I just started eating Canned Fruit today: Del Montes Pinapple which was quite good and I had left in the refrigerator a few days till I opened it. My questions are, 1. If the expiration date was say January 2018 and I ate it say in 2017, would it taste exactly the same as if I had eaten it today September 2015?
2. Does it make a difference if you store canned fruit in a pantry or in a refrigerator? 3. If you eat canned fruit 1 year past the expiration date will it still taste good or just edible? Thanks for your input


----------



## ras1219como (Jan 15, 2013)

So you just ate canned fruit for the first time today? I'm not sure how that us possible since canned fruit is a pretty common food item...it's not exactly caviar. 

To answer your questions. 1. It would probably taste exactly the same. 2. It only matters if the can is open, in which case I wouldn't put it in the pantry or you'll get ants. 3. It will be just fine 1, 3, 5, or 10 years past the expiration.


----------



## PeachesBackwards (Sep 8, 2015)

ras1219como said:


> So you just ate canned fruit for the first time today? I'm not sure how that us possible since canned fruit is a pretty common food item...it's not exactly caviar.
> 
> To answer your questions. 1. It would probably taste exactly the same. 2. It only matters if the can is open, in which case I wouldn't put it in the pantry or you'll get ants. 3. It will be just fine 1, 3, 5, or 10 years past the expiration.


Thanks for your input. Yeah I never ate canned fruit before. Really don't know why that's hard to believe. Oh I have eaten fruit cocktail from a can when I was a kid


----------



## hiwall (Jun 15, 2012)

> 3. It will be just fine 1, 3, 5, or 10 years past the expiration.

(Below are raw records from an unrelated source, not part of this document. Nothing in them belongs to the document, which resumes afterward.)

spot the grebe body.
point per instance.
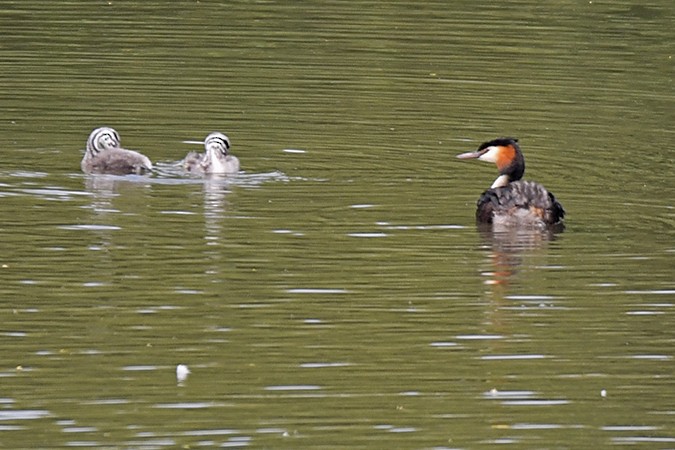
(216, 158)
(510, 201)
(103, 155)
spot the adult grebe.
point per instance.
(104, 155)
(510, 202)
(215, 159)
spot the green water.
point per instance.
(336, 294)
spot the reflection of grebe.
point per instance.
(215, 159)
(104, 155)
(510, 202)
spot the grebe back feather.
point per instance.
(511, 201)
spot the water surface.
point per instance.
(337, 293)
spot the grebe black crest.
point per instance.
(511, 201)
(215, 159)
(103, 154)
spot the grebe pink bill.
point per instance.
(216, 158)
(103, 155)
(510, 201)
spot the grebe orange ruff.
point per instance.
(511, 202)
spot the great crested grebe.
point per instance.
(215, 159)
(104, 155)
(511, 201)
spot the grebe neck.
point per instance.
(501, 181)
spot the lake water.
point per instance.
(337, 293)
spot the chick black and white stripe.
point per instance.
(216, 158)
(103, 155)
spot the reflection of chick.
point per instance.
(215, 159)
(104, 155)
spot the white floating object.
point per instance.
(182, 372)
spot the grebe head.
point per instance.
(506, 154)
(104, 138)
(217, 143)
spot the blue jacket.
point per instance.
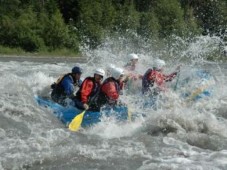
(64, 88)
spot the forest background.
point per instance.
(62, 27)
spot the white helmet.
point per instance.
(159, 64)
(110, 67)
(117, 72)
(100, 72)
(133, 56)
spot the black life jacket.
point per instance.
(146, 83)
(103, 98)
(57, 87)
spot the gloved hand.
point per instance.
(86, 107)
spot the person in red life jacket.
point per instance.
(109, 69)
(153, 81)
(133, 60)
(65, 86)
(86, 96)
(111, 88)
(133, 79)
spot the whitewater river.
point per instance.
(175, 137)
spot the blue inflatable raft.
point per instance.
(66, 114)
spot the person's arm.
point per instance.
(86, 90)
(68, 86)
(172, 75)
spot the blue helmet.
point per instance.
(77, 70)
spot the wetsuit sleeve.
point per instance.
(86, 90)
(110, 90)
(171, 76)
(67, 84)
(151, 76)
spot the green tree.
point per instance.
(170, 17)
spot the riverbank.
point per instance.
(43, 59)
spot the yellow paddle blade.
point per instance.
(76, 122)
(129, 115)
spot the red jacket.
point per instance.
(111, 88)
(159, 78)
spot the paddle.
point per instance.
(76, 122)
(175, 87)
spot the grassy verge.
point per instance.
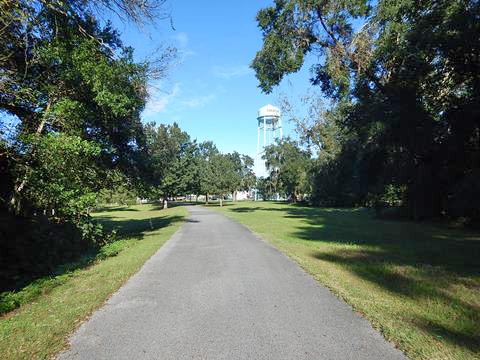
(419, 284)
(39, 329)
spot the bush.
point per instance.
(43, 245)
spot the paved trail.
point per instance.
(216, 291)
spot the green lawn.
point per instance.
(39, 329)
(419, 284)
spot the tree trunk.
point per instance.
(16, 200)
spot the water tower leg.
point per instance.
(264, 132)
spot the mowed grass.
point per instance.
(40, 329)
(418, 283)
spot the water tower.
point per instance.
(268, 122)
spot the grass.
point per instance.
(418, 283)
(39, 328)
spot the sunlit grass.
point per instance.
(419, 284)
(39, 329)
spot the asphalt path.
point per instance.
(217, 291)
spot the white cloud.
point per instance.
(228, 72)
(182, 42)
(159, 100)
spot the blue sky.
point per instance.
(211, 93)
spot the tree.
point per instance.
(206, 169)
(225, 175)
(288, 166)
(170, 156)
(64, 72)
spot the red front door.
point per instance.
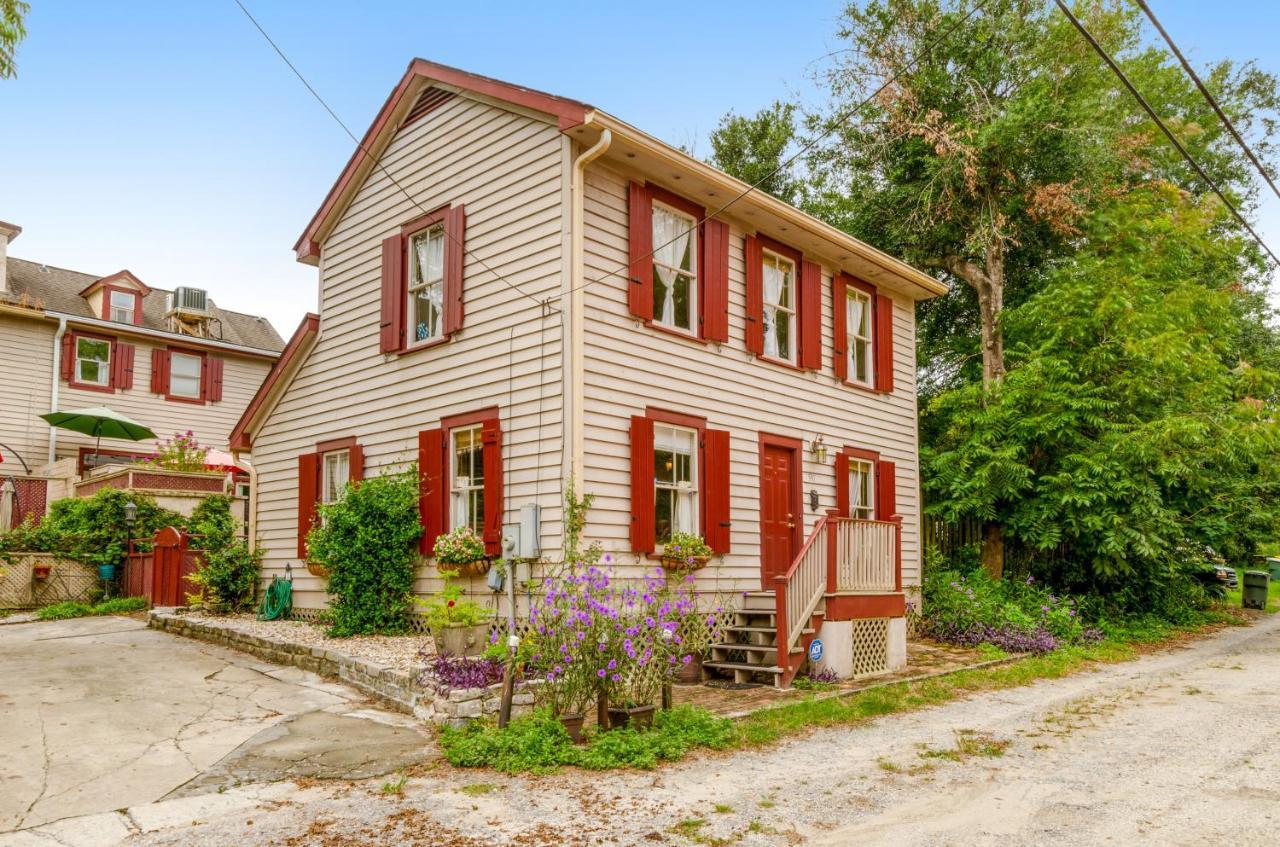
(777, 511)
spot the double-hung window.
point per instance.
(184, 375)
(92, 361)
(858, 323)
(862, 481)
(675, 269)
(123, 305)
(334, 475)
(425, 284)
(675, 465)
(466, 479)
(780, 306)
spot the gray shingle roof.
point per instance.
(58, 289)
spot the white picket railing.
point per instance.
(865, 555)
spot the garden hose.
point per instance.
(278, 599)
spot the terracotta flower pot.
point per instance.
(634, 717)
(574, 727)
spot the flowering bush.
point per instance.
(595, 633)
(1016, 616)
(179, 453)
(458, 546)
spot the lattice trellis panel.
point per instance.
(871, 646)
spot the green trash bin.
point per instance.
(1256, 584)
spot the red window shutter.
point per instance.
(810, 316)
(355, 463)
(215, 379)
(754, 296)
(714, 282)
(883, 340)
(430, 486)
(122, 376)
(68, 361)
(840, 300)
(159, 371)
(716, 463)
(391, 329)
(641, 485)
(842, 484)
(640, 250)
(490, 436)
(886, 495)
(309, 491)
(455, 261)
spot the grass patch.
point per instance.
(77, 609)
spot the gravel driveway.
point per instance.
(1179, 747)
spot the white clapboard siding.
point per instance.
(630, 366)
(507, 169)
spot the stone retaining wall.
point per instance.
(400, 690)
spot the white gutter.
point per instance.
(129, 329)
(56, 381)
(576, 334)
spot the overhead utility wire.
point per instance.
(1212, 101)
(1151, 113)
(378, 161)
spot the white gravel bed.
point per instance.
(402, 653)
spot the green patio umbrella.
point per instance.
(99, 421)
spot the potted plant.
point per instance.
(461, 550)
(458, 625)
(685, 552)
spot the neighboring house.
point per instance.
(499, 305)
(173, 361)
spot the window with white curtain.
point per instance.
(780, 307)
(336, 472)
(122, 306)
(675, 269)
(466, 475)
(858, 325)
(675, 463)
(425, 284)
(862, 475)
(184, 375)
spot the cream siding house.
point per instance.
(72, 340)
(522, 288)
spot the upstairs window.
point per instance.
(675, 463)
(466, 475)
(675, 269)
(858, 320)
(92, 361)
(426, 284)
(184, 372)
(780, 306)
(123, 306)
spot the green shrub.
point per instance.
(368, 541)
(538, 742)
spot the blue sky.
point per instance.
(168, 138)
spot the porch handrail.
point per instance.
(799, 591)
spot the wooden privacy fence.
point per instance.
(160, 575)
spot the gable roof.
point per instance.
(58, 289)
(586, 124)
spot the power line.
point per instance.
(1151, 113)
(378, 161)
(831, 127)
(1208, 96)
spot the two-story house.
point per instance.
(170, 360)
(520, 289)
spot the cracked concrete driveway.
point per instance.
(103, 714)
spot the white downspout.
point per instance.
(576, 438)
(53, 392)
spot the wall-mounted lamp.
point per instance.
(818, 449)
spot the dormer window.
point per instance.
(123, 306)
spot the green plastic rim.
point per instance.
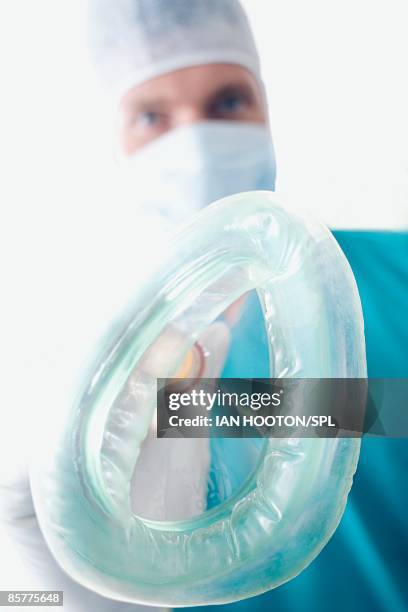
(294, 501)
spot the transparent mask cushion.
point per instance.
(290, 505)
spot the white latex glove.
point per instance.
(171, 475)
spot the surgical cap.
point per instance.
(132, 41)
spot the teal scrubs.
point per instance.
(364, 567)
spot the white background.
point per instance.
(336, 74)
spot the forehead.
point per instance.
(190, 85)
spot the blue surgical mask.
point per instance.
(192, 166)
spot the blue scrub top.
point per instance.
(364, 567)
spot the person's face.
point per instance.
(211, 92)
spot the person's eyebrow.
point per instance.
(229, 88)
(144, 103)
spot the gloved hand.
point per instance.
(170, 481)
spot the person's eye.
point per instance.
(229, 104)
(149, 119)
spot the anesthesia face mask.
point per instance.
(277, 520)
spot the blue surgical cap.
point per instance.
(132, 41)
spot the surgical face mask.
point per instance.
(192, 166)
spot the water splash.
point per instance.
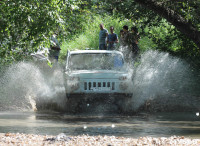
(24, 84)
(32, 86)
(159, 75)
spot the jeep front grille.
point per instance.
(97, 85)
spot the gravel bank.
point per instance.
(83, 140)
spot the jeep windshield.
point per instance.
(95, 61)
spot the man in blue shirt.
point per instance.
(112, 39)
(103, 34)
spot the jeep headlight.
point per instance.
(123, 85)
(73, 78)
(123, 78)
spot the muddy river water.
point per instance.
(143, 124)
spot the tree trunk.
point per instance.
(174, 18)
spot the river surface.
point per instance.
(53, 123)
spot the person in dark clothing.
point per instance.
(134, 39)
(112, 39)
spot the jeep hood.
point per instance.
(97, 73)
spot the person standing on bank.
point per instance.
(54, 47)
(112, 39)
(103, 34)
(134, 39)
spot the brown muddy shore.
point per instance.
(83, 140)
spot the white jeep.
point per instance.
(96, 74)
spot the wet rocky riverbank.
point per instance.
(82, 140)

Probably -----but it is impossible to say for sure. And if you have twenty cans well past the expiration date even if one is bad all the others might be just fine.


----------



## JayJay (Nov 23, 2010)

I've got canned fruit from 2008. I noticed a metallic taste because the material used years ago is no longer used today.
I got out my water bath and canned several cases of peaches.
I should also can the pears and pineapple.
I do know the cans of peaches are mostly $1 cans from SavAlot store when they were on sale.

I read fruit will get that can taste if stored for years...it's true.

Ever stored opened can of peaches in the fridge because too lazy to transfer into a tupperware?? And forget and try it days later??
That's the taste my peaches had, so I canned the oldest expiration dates.


----------



## Genevieve (Sep 21, 2009)

I just dehydrate them before they get too old and use them in oatmeal/hot cereals or baking


----------



## readytogo (Apr 6, 2013)

*Expiration Date Mumble.......*

In 1974 I had one of the best meals in the world; it came from a small cardboard box label C-rations, it was type C-3 from 1953, ham and eggs and I still have the p-38 that came with it. In order for food to go bad it needs fermentation and by then the can will be all blooded up and you will hear a fizz once you open it, I just can`t believed people don`t know this but anyway here is some reading on the subject. 
http://www.npr.org/sections/thesalt/2012/12/26/167819082/dont-fear-that-expired-food

http://www.theselfsufficienthomeacre.com/2013/02/sour-milk-dont-toss-it-out.html


----------



## PeachesBackwards (Sep 8, 2015)

*Cool I Should Sample the Same a Few Years From Now*



JayJay said:


> I've got canned fruit from 2008. I noticed a metallic taste because the material used years ago is no longer used today.
> I got out my water bath and canned several cases of peaches.
> I should also can the pears and pineapple.
> I do know the cans of peaches are mostly $1 cans from SavAlot store when they were on sale.
> ...


Awesome Anything else you tried? I should do the same a few years from now.


----------